One of Liz Truss’s ministers has said “anyone paying attention” to the Tory leadership election would know she had planned to cut taxes.
The reform, which would see the top rate of tax scrapped and the basic rate cut to 19p in the pound, spooked the financial markets, sending the pound to its lowest level against the dollar.
Sterling rebounded to 1.12 dollars on Friday morning – shy of the 1.13 seen before the announcement.
Scottish Secretary Alister Jack said the announcement of tax cuts should not have come as a shock.
Speaking to BBC Radio Scotland on Friday, Mr Jack said: “When you say ‘huge shock’, over the summer (Ms Truss) was very clear that her strategy was to reduce taxes.
“She and (leadership rival) Rishi Sunak argued that out over the summer, he said one thing, she said the other, but it shouldn’t come as a shock to anyone when she said she believed the strategy was to be more of an Asian tiger economy, where you keep your higher spending but you grow your economy, and she said to do that she would be cutting taxes.
“To anyone paying any attention to that leadership contest it was plain as day what was going to happen.”
Mr Jack went on to say that due to the invasion of Ukraine, the UK Government had to step in to help households deal with their energy bills, which “has been inflationary”.
The Prime Minister and Chancellor are meeting with the Office for Budget Responsibility (OBR) on Friday, after criticism that an updated forecast was not published alongside the so-called mini-budget last week.
Mr Jack said the Government had to act quickly to deal with rising energy bills and could not wait for an OBR update, which he said could take between eight and 12 weeks.
The Scottish Secretary – reappointed to his post by Ms Truss after serving under Boris Johnson – was also unmoved by recent polling showing a large Labour lead.
Mr Jack said: “On opinion polls, I always give the same answer, which is the opinion poll that matters is when people go to the polls and cast their vote.
“We’ve seen opinion polls sway backwards and forwards, and while I’ve been in this role I’ve seen them move around dramatically.”
As an example, he pointed to a poll in 2019 which put support for Scottish independence among decided voters at 58% before more recent surveys indicated support for the union was in the lead.
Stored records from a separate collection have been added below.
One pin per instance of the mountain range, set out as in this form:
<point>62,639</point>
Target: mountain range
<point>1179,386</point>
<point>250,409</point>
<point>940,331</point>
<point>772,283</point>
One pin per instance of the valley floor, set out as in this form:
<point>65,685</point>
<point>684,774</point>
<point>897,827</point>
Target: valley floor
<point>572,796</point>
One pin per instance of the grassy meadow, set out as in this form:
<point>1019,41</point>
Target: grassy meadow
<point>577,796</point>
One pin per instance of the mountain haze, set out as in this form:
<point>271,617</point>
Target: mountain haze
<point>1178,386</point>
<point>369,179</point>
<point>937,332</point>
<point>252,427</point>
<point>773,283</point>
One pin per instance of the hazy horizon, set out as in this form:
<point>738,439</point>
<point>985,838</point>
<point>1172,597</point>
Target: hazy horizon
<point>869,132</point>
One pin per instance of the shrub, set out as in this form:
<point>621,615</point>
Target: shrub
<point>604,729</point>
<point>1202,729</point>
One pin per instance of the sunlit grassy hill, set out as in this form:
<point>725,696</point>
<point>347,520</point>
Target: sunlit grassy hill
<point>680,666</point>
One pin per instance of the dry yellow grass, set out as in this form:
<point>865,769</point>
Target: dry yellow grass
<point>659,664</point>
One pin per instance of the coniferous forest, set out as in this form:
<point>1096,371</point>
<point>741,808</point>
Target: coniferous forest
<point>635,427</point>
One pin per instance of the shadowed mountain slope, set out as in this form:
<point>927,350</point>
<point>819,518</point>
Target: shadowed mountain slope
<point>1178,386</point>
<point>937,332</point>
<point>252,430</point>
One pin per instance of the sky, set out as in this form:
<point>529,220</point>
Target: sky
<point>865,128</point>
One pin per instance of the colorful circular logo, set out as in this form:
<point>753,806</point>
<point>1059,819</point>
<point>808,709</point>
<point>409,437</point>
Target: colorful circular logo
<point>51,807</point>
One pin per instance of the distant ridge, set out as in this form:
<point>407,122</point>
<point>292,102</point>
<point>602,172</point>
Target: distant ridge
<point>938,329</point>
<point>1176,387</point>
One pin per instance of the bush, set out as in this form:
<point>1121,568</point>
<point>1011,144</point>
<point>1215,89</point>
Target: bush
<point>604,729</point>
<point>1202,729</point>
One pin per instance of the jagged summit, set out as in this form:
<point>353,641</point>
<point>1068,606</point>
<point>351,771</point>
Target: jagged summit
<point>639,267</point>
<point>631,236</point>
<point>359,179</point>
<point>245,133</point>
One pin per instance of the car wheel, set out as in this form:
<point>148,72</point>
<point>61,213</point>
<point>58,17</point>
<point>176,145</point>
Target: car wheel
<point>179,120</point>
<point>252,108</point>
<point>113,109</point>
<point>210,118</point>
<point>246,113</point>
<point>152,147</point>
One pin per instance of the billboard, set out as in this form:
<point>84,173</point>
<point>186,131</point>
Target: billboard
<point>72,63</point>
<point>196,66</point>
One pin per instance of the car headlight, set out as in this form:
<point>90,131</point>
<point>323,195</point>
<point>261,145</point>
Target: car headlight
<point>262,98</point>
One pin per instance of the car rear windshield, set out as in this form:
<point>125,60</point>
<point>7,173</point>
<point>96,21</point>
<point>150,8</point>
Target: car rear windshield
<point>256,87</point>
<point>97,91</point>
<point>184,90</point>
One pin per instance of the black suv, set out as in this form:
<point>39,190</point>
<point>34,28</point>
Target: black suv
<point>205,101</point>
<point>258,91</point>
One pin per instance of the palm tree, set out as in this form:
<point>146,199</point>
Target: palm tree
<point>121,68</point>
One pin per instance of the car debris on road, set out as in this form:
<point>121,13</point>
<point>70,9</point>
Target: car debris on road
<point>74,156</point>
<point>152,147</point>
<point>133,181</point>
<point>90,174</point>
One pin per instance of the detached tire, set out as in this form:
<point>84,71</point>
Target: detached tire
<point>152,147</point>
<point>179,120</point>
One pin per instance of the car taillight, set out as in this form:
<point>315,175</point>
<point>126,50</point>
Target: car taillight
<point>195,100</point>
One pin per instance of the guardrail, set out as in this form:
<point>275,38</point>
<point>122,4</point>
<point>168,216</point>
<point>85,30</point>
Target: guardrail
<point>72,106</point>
“Opinion polls are a snapshot of the mood of the country at the time, I prefer to look at the longer trends, but the one that really matters is when people go to the ballot box and that is two years away,” he said.
When asked if the Prime Minister and Chancellor Kwasi Kwarteng will continue on course, Mr Jack said there will be “more steps taken”.
He added: “As the Chancellor said, this is stage one, there are other stages to come and the plan is absolutely to grow the economy, to help people with their livelihoods and their incomes.”
In response to the plans announced by Mr Kwarteng last week, the International Monetary Fund said it was monitoring the situation and urged a rethink, while the Bank of England began buying Government bonds to avert what it described as a “material risk to UK financial stability”.
Meanwhile, SNP Westminster leader Ian Blackford has called on the Chancellor to step down, describing Mr Kwarteng as “clueless”.
“Alongside the Prime Minister, Kwasi Kwarteng has taken a wrecking ball to the UK’s finances – leaving millions of families across the UK in deep distress.”
He went on to say the economic climate in the UK showed the “devastating consequences of Scotland being shackled to this outdated, corrupt Westminster system”.
A Treasury spokesman said: “Our priority is to grow the economy and raise living standards for everyone.
“We have stepped in with an unprecedented intervention on energy bills to hold costs down for households and businesses this winter, while our growth plan will ignite that growth across the UK.
“The Chancellor will set out the Government’s medium term fiscal plan alongside an OBR forecast on 23 November, which will build on the commitment to get debt falling as a share of GDP in the medium term.”